Religion
- Affiliation: Hinduism
- District: Deoghar
- Deity: Karna and Shiva
- Festivals: Maha Shivaratri, Durga Puja

Location
- State: Jharkhand
- Country: India
- Coordinates: 24°7′38″N 86°44′41″E﻿ / ﻿24.12722°N 86.74472°E

Architecture
- Creator: Karna
- Temple: 28

= Karneshwar Dham =

Karneshwar Dham, also known as Karneshwar Shiv Mandir (Karna+ eshwar; the god of Karna-lord Shiva who was also Rameshwar) is one of the ancient temples in Karon, the most sacred abodes of Shiva named after Karna, a key antagonist of the Hindu epic Mahabharata. Karneshwar is located in Karon in the Deoghar district of the state of Jharkhand, India. It is a temple complex consisting of the main temple of Baba Karneshwar, where the Shivalinga is installed, and 27 other temples.
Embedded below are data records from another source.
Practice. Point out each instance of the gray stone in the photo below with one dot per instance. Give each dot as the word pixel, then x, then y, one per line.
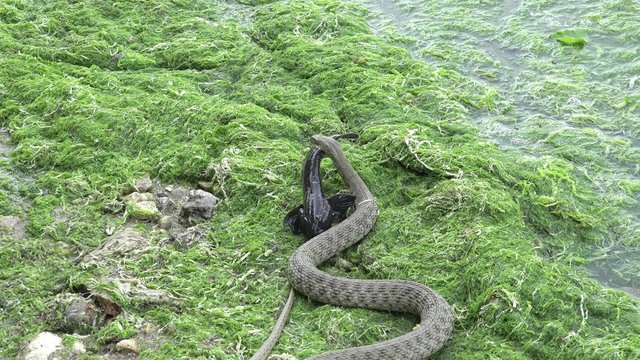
pixel 165 223
pixel 199 206
pixel 144 184
pixel 80 315
pixel 128 345
pixel 78 348
pixel 41 347
pixel 121 243
pixel 142 206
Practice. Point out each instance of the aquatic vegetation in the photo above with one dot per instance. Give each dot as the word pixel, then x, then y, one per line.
pixel 227 94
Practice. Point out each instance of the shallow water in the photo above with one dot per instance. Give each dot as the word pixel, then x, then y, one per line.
pixel 582 105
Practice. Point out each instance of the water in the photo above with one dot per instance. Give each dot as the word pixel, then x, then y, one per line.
pixel 579 104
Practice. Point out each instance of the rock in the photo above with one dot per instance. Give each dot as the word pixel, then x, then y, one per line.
pixel 165 223
pixel 113 206
pixel 142 206
pixel 199 206
pixel 137 197
pixel 144 184
pixel 121 243
pixel 80 315
pixel 8 223
pixel 163 202
pixel 135 290
pixel 12 226
pixel 188 236
pixel 41 347
pixel 128 345
pixel 145 210
pixel 78 348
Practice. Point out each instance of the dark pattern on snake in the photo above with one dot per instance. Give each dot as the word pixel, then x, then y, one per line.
pixel 436 317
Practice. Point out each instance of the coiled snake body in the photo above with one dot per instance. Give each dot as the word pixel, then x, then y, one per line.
pixel 436 317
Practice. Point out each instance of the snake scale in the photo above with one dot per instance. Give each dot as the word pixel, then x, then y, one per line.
pixel 436 317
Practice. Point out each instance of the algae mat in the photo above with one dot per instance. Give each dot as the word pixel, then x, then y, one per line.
pixel 95 94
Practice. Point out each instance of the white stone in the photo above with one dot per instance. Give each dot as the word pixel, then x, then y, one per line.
pixel 42 346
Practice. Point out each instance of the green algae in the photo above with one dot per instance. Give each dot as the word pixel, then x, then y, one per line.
pixel 196 94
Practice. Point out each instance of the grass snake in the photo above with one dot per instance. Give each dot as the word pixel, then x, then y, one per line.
pixel 436 316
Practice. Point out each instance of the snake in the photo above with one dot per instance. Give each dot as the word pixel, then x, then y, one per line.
pixel 436 315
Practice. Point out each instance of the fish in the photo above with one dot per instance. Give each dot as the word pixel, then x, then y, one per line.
pixel 317 212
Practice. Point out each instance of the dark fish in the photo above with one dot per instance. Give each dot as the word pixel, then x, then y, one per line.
pixel 317 213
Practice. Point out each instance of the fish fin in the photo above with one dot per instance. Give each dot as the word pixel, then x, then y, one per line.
pixel 292 220
pixel 340 203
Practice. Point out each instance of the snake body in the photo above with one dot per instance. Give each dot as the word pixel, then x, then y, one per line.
pixel 436 317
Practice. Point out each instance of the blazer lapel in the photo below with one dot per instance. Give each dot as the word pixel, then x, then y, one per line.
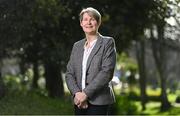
pixel 94 51
pixel 80 53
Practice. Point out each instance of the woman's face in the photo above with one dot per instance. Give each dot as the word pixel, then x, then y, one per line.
pixel 89 24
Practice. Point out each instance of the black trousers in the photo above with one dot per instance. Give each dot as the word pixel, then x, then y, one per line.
pixel 93 110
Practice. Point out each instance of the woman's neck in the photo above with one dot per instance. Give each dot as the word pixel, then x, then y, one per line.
pixel 90 38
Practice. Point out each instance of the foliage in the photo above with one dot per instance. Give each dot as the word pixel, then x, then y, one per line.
pixel 18 103
pixel 124 106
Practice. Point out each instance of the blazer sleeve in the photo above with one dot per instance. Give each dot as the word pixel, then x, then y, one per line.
pixel 70 74
pixel 105 75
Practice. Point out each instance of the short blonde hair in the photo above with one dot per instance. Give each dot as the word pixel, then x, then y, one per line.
pixel 92 12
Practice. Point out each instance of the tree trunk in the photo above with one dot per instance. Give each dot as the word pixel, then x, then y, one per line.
pixel 140 53
pixel 36 75
pixel 2 87
pixel 54 82
pixel 160 60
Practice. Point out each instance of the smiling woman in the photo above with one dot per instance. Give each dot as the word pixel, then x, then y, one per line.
pixel 90 68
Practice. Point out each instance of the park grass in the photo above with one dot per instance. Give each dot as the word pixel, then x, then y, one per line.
pixel 18 103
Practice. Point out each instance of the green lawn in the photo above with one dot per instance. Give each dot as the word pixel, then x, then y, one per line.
pixel 32 103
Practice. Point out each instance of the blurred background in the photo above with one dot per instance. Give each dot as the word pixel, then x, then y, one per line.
pixel 36 38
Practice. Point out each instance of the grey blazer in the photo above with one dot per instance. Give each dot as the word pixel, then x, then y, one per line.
pixel 99 70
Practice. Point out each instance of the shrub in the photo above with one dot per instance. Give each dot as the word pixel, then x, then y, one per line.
pixel 124 106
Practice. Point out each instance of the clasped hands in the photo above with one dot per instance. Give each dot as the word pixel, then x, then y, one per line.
pixel 80 100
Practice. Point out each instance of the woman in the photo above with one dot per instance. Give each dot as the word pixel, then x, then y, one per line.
pixel 91 66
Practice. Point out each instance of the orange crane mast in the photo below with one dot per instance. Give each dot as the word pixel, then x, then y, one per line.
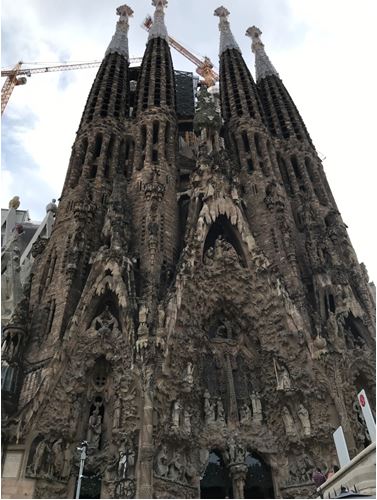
pixel 17 75
pixel 204 67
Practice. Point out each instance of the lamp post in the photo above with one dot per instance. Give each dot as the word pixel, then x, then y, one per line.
pixel 82 448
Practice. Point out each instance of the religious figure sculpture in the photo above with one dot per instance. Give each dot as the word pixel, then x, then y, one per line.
pixel 162 466
pixel 122 465
pixel 94 428
pixel 66 462
pixel 303 415
pixel 14 202
pixel 176 413
pixel 57 458
pixel 189 379
pixel 105 322
pixel 282 377
pixel 186 422
pixel 220 411
pixel 209 410
pixel 257 408
pixel 176 467
pixel 39 457
pixel 117 413
pixel 288 422
pixel 52 207
pixel 245 414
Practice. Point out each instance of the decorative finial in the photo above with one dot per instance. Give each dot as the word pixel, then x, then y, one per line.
pixel 14 202
pixel 263 65
pixel 119 42
pixel 158 29
pixel 227 40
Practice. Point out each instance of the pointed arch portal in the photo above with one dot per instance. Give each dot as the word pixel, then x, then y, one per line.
pixel 217 483
pixel 222 228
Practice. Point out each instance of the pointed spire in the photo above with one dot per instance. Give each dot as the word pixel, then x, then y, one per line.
pixel 227 40
pixel 263 65
pixel 158 29
pixel 119 42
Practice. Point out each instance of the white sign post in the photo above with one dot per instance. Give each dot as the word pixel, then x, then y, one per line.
pixel 367 414
pixel 341 447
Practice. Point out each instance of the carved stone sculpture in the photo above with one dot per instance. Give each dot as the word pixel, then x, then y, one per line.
pixel 94 428
pixel 57 458
pixel 176 414
pixel 40 457
pixel 162 466
pixel 245 414
pixel 257 408
pixel 304 418
pixel 283 378
pixel 105 322
pixel 288 422
pixel 220 411
pixel 122 465
pixel 186 422
pixel 176 467
pixel 209 409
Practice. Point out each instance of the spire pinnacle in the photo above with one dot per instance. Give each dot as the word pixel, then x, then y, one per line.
pixel 158 29
pixel 119 42
pixel 263 65
pixel 227 40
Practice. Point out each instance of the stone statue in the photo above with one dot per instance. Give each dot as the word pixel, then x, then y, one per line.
pixel 220 411
pixel 209 410
pixel 187 422
pixel 52 207
pixel 66 462
pixel 94 428
pixel 39 457
pixel 257 408
pixel 288 422
pixel 283 379
pixel 57 458
pixel 238 473
pixel 176 467
pixel 117 413
pixel 105 322
pixel 303 415
pixel 189 379
pixel 14 202
pixel 245 414
pixel 176 413
pixel 122 465
pixel 162 467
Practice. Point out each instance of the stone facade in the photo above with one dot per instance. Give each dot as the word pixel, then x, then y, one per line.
pixel 198 297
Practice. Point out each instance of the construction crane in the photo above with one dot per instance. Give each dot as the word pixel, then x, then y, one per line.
pixel 204 67
pixel 17 75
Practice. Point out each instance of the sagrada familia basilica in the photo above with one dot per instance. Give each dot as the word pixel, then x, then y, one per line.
pixel 197 324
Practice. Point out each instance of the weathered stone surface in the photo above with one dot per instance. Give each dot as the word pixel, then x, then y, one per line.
pixel 178 311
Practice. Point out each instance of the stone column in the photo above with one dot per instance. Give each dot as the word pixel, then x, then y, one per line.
pixel 238 474
pixel 146 448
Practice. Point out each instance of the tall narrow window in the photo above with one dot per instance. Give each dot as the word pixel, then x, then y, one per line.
pixel 98 145
pixel 245 141
pixel 167 140
pixel 257 145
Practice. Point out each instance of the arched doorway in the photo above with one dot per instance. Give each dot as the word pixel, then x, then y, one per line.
pixel 216 482
pixel 258 482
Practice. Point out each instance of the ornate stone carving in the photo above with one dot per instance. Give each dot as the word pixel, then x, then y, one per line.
pixel 289 424
pixel 303 416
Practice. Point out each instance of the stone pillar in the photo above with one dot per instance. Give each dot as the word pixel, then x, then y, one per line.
pixel 238 474
pixel 146 448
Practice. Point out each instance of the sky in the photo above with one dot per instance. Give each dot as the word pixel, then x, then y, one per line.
pixel 324 51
According to Hindu beliefs, Karna who was the then ruler of Karon which comes under Angadesh, was a devotee of Shiva and thus he installed a Shivalinga at the current site of the temple to worship Shiva, his lord. As it is believed that the temple is built by King Karna, so from this aspect the temple derives its name.